SpeechBuilder: A Conversational System Development Tool

Principal Investigator James Glass

Project Website http://groups.csail.mit.edu/sls//technologies/speechbuilder.html

The SpeechBuilder utility is intended to allow people unfamiliar with speech and language processing to create their own speech-based application. The focus of SpeechBuilder version 1.0 is to allow developers to specify the knowledge representation and linguistic constraints necessary to automate the design of speech recognition and natural language understanding. To do this, SpeechBuilder uses a simple web-based interface which allows a developer to describe the important semantic concepts (e.g., objects, attributes) for their application, and to show, via example sentences, what kinds of actions are capable of being performed. Once the developer has provided this information, along with the URL to their CGI-based application, they can use SpeechBuilder to automatically create their own spoken dialogue system which they, and others, can talk to in order to access information.

SpeechBuilder makes use of human language technology (HTL) (e.g., speech recognition, language understanding, system architecture, etc) developed by scientists in the Spoken Language Systems Group at the MIT Laboratory for Computer Science. Researchers there are trying to develop next-generation human language technologies which will allow users to converse naturally with computers, anywhere, anytime.
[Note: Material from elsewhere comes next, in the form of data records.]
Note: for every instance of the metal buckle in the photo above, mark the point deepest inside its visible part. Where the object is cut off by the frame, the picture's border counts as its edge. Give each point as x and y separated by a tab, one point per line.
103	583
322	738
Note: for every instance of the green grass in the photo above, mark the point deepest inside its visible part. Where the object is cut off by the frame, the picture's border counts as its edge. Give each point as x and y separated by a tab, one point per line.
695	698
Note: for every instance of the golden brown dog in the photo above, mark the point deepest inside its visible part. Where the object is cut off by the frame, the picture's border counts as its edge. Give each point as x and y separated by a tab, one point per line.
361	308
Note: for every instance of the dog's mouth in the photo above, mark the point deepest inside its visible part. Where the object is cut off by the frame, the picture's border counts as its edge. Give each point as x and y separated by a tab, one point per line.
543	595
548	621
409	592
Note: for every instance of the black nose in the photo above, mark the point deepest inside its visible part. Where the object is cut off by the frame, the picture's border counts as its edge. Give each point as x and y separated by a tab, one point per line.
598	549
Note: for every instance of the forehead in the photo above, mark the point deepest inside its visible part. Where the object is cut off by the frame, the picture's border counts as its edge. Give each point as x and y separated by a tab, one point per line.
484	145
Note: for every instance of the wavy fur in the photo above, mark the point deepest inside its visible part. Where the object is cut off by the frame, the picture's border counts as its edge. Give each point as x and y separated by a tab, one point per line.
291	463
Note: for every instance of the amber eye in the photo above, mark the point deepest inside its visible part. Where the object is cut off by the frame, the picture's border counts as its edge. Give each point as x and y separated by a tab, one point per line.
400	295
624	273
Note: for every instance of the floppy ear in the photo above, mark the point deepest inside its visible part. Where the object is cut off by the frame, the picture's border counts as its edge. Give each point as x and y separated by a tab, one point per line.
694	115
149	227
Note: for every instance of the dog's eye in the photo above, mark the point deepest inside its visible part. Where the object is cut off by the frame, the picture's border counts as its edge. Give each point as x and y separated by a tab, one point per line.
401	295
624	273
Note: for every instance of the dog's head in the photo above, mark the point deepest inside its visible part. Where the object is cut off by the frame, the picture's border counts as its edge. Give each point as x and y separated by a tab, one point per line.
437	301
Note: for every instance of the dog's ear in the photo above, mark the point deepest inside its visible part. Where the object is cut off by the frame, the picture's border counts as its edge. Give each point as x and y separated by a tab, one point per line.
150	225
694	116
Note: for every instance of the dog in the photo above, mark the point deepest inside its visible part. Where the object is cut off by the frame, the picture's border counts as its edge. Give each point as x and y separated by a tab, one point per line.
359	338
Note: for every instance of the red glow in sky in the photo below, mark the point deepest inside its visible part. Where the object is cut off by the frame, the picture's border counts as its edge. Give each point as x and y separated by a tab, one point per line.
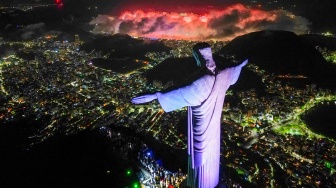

In contrast to many current speech-based applications which constrain what a user can say during a dialogue, their goal is to provide much more freedom to the user in the way they talk with computers. In order to demonstrate and improve this technology, they have created several conversational systems which have been publicly deployed on toll-free telephone numbers in North America, including the widely used Jupiter system for weather forecast information, the Pegasus system for flight status information, and the more recent Mercury system for flight information and pricing. If you have not used these systems before, please try them to see how this technology works! (i.e., donate your voice to science!) If you are in the Boston area, you can visit the MIT Museum and try talking to our systems which have a display for output.

Although these applications have been successful, there are limited resources at MIT to develop a large number of new domains. In order to encourage and enable others to build their own domains, the SpeechBuilder utility was created to make it easier for HLT novices to create their own application(s), or for researchers learning about speech and language to create a prototype application which they can subsequently modify manually. If successful, this utility will benefit others by allowing them to taylor an application to their particular interests. In addition, it will facilitate the collection of a wide variety of conversational speech data which can be used to further improve the basic human language technologies used by these applications. SpeechBuilder developers will also stress the ability of HLT technology to be rapidly ported to a variety of application domains with different vocabularies, grammars, knowledge representation, discourse and dialogue structure.

We are currently improving SpeechBuilder capabilities by incorporating additional technology such as confidence scoring and concatenative speech synthesis. We are increasing the sophistication of the discourse and dialogue managers used within SpeechBuilder, so that they may be configured to handle more complex dialogues. We are also creating modules which handle common concepts such as numbers, dates, and times, so that they may be leveraged by developers for their own applications. Finally, we have also begun to develop SpeechBuilder capabilities for Japanese and Mandarin Chinese, which leverage the ongoing research efforts in multilingual conversational systems.